We have a few categories or buckets we can place movements into and ideally we’re going to reach into each bucket at least once for a good glute session.

Hip extension patterns

Extension just means ‘straightening’ – think about going from a seated position to a standing position – that’s hip (and knee) extension.  Squats, RDL’s, hip thrusts – these are all extension movements.

Leg press does as well, and you can bias this to hit more glute by moving your foot higher on the plate (greater ratio of hip extension to knee extension that way – lower on the plate = more quad bias).

Ultimately we need to feel tension in the muscle and execute well.  This matters more than anything.  An exercise is only “the best exercise” if it feels the most connected to you.

Hip abduction and external rotation

These movements are seen as more glute medius or ‘accessory’ movements but they are not.  They still hit the glute maximum well, and we want medius development anyway so these are staples.

These movements often feel performative – ‘going through the motions’ because people struggle connect with them.  As always, go light, slow, and higher rep to focus on where the burn is really felt.

Machine or cable abduction are both great, also kickbacks have an element of this as well, especially if you rotate/angle yourself a bit so the movement has a bit more ‘angle’ to it.

Isolation and finishing movements

This can include kickbacks but also variations on previous themes.  A cable pullthrough can be a great secondary movement here, I wouldn’t rely on it as a primary growth exercise to open a workout with but when the glutes are already pumped and fatigued, moderate weight on a pullthrough can feel devastating in the best way.

Various glute machine options (scout your gym) can be good fits here.  A single leg press is great to wind down a workout with.
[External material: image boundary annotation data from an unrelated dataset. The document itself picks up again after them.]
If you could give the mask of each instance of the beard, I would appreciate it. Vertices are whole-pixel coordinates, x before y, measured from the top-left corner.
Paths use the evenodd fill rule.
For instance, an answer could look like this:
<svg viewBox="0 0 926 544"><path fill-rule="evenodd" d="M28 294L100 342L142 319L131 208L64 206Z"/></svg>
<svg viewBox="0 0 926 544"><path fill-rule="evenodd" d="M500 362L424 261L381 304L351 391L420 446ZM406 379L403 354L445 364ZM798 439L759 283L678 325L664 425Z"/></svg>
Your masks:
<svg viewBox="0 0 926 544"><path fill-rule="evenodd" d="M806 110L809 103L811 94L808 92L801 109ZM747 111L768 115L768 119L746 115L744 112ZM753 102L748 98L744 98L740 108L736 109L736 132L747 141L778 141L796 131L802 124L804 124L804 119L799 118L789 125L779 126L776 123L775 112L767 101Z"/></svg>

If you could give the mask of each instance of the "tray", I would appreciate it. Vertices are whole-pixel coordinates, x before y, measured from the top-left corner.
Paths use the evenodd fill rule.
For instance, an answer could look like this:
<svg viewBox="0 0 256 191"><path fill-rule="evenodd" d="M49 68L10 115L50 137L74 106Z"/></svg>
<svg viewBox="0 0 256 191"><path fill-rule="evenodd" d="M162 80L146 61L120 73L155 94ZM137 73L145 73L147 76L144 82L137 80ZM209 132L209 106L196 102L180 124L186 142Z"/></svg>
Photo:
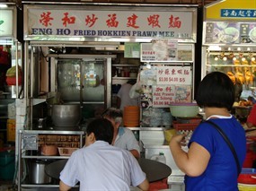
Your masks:
<svg viewBox="0 0 256 191"><path fill-rule="evenodd" d="M176 121L172 122L172 126L176 131L194 131L199 123L193 124L179 124Z"/></svg>

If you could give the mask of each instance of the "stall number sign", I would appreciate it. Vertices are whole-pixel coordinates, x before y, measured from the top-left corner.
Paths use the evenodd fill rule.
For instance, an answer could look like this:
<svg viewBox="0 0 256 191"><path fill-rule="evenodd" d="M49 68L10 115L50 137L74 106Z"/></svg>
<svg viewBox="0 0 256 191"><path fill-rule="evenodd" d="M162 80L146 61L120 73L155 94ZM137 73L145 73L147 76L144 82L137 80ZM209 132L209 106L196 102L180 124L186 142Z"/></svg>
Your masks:
<svg viewBox="0 0 256 191"><path fill-rule="evenodd" d="M191 85L191 67L159 66L157 67L156 84Z"/></svg>

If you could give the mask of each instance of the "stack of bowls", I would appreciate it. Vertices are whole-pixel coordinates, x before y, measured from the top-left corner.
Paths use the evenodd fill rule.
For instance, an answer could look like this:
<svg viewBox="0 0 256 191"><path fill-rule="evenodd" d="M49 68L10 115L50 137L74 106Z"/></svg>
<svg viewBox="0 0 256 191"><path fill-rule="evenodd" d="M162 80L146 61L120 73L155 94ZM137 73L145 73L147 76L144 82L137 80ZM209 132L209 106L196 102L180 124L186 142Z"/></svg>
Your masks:
<svg viewBox="0 0 256 191"><path fill-rule="evenodd" d="M139 107L127 106L124 108L124 126L127 127L136 127L139 126Z"/></svg>

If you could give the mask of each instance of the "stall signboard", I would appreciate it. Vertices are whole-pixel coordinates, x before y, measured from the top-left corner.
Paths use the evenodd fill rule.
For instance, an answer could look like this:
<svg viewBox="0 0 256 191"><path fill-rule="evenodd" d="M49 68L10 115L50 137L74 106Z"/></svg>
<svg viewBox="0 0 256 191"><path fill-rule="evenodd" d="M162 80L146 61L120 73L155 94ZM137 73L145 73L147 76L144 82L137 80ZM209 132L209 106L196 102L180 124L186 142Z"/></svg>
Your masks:
<svg viewBox="0 0 256 191"><path fill-rule="evenodd" d="M0 11L0 38L13 38L15 24L14 9L6 8Z"/></svg>
<svg viewBox="0 0 256 191"><path fill-rule="evenodd" d="M252 21L256 19L255 0L221 0L205 6L205 20Z"/></svg>
<svg viewBox="0 0 256 191"><path fill-rule="evenodd" d="M25 5L24 38L35 40L81 38L179 39L196 41L195 7Z"/></svg>

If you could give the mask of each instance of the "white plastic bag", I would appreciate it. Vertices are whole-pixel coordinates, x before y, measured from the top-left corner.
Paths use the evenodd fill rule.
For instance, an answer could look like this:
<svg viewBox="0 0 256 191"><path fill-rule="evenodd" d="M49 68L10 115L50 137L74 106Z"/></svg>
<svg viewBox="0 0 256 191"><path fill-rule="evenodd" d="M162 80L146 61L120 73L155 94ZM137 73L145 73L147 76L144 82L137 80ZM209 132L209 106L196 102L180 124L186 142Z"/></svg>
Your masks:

Go lighter, higher rep, and just stay mentally tough to remain engaged and focused on the glute through the entire set.

Courtney training glutes in the gym

Progression That Actually Produces Visual Change

Progressive overload is still a guiding principle but that doesn’t always mean adding weight.

If you add a rep, that’s progressive overload.
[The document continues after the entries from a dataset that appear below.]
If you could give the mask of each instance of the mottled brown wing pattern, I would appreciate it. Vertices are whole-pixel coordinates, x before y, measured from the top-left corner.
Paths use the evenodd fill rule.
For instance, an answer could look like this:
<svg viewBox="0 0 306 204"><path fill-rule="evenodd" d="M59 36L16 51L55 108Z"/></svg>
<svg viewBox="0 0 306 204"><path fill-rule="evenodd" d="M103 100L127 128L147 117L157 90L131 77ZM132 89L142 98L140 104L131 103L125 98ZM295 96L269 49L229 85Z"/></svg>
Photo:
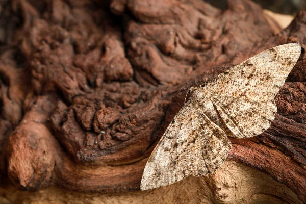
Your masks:
<svg viewBox="0 0 306 204"><path fill-rule="evenodd" d="M277 111L274 99L259 103L233 96L212 95L211 100L224 124L228 136L237 138L253 137L268 129Z"/></svg>
<svg viewBox="0 0 306 204"><path fill-rule="evenodd" d="M144 169L141 190L212 173L226 158L231 146L227 136L194 103L185 104L157 144Z"/></svg>
<svg viewBox="0 0 306 204"><path fill-rule="evenodd" d="M269 128L274 97L301 52L297 44L273 47L193 88L149 158L140 189L213 173L230 151L227 136L248 138Z"/></svg>
<svg viewBox="0 0 306 204"><path fill-rule="evenodd" d="M301 52L301 46L295 43L262 52L219 75L203 87L202 91L254 101L271 101Z"/></svg>

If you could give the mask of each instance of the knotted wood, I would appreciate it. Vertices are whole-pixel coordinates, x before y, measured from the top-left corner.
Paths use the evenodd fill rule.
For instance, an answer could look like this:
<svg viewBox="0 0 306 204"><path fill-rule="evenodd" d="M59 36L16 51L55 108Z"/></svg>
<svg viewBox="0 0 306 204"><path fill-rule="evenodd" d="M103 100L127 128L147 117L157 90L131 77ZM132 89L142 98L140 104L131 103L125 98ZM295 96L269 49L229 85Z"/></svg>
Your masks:
<svg viewBox="0 0 306 204"><path fill-rule="evenodd" d="M223 11L201 1L150 2L2 5L4 200L306 202L306 13L274 35L249 1ZM275 119L256 138L231 139L220 170L149 192L101 194L139 189L191 87L287 43L303 49L276 96ZM13 198L16 187L38 191Z"/></svg>

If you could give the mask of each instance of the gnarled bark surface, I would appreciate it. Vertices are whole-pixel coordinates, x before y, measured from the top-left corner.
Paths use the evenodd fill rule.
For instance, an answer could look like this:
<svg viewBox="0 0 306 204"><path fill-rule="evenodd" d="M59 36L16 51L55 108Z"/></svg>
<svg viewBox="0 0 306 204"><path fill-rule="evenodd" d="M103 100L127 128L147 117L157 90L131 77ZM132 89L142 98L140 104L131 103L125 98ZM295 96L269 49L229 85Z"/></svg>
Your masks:
<svg viewBox="0 0 306 204"><path fill-rule="evenodd" d="M5 201L68 202L70 195L71 203L82 196L306 202L304 49L276 97L271 128L231 139L216 173L148 192L92 193L138 190L147 157L189 88L271 47L304 49L306 13L273 34L278 28L247 0L230 0L225 11L199 0L20 0L1 8L0 179L40 190L3 189ZM54 186L60 189L41 190Z"/></svg>

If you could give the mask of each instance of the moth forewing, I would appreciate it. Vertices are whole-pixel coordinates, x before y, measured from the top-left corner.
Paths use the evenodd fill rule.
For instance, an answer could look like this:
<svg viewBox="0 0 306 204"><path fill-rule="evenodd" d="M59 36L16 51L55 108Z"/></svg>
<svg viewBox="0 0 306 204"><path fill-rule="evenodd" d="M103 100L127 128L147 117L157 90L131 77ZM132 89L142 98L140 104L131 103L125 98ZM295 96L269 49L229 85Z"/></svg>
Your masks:
<svg viewBox="0 0 306 204"><path fill-rule="evenodd" d="M228 136L248 138L269 128L274 97L301 52L294 43L267 49L193 88L150 156L141 190L213 173L231 149Z"/></svg>

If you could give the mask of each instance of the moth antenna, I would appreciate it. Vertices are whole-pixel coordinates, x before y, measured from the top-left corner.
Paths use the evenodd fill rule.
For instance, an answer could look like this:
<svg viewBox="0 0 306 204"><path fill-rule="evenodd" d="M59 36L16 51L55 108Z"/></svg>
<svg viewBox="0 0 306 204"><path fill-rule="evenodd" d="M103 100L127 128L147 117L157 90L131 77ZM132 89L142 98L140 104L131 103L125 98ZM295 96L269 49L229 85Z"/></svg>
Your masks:
<svg viewBox="0 0 306 204"><path fill-rule="evenodd" d="M184 101L184 104L185 104L185 103L186 103L186 99L187 98L187 95L188 95L188 93L189 93L189 92L190 91L190 90L192 91L196 89L196 88L195 87L190 87L190 88L188 90L188 91L187 91L187 93L186 93L186 95L185 96L185 99Z"/></svg>

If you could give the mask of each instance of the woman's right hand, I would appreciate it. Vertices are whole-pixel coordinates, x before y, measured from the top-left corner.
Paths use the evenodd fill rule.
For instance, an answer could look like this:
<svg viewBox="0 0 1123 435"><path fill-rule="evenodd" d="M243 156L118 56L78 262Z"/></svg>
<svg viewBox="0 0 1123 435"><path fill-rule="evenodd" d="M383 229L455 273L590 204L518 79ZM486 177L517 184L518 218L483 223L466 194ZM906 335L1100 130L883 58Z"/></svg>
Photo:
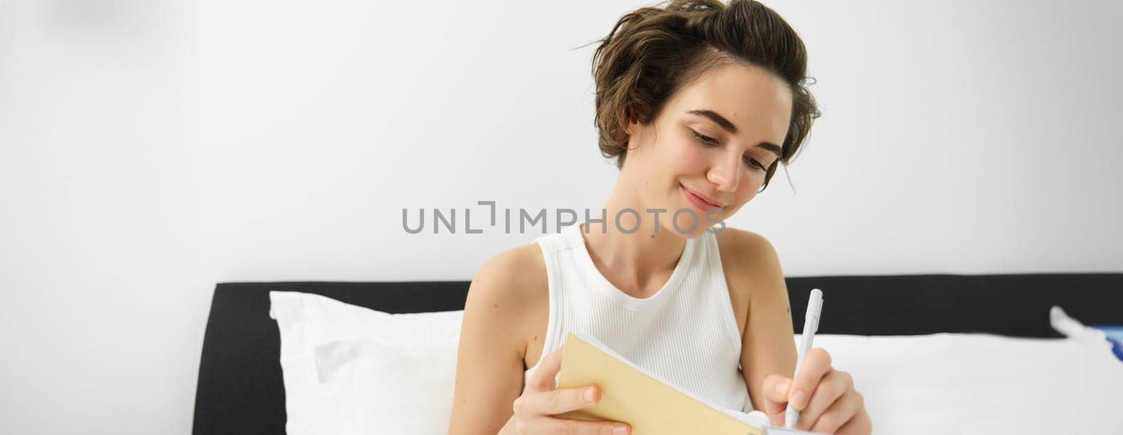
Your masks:
<svg viewBox="0 0 1123 435"><path fill-rule="evenodd" d="M564 348L564 346L563 346ZM601 399L597 387L558 389L555 378L562 370L562 351L558 348L542 359L535 373L527 380L522 396L514 399L514 415L510 427L515 434L588 434L627 435L627 424L619 422L586 422L551 417L595 405Z"/></svg>

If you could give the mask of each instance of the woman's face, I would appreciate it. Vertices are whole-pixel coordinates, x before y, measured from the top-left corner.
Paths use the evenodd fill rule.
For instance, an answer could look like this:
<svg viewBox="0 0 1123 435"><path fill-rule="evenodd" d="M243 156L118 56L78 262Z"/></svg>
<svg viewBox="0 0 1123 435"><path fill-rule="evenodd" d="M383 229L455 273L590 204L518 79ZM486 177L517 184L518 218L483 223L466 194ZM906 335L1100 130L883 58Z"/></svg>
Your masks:
<svg viewBox="0 0 1123 435"><path fill-rule="evenodd" d="M779 157L791 113L792 91L778 76L741 64L720 67L675 93L652 122L629 123L621 175L645 207L667 211L659 216L663 229L696 238L760 189ZM682 209L697 216L694 231L686 231L694 219L685 211L673 226Z"/></svg>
If you execute a movement better at the same weight and rep count, that’s still progression.

If you slow down the tempo and keep all other variables the same, that’s still progression.

If you fix shortened range of motion but keep everything else the same, that’s progression.

The process requires patience, no matter how great your work ethics or how genetically gifted you are.

Take photos, and compare month to month.  Track your execution, monitor your visuals, and see if what you’re doing is having the desired effect.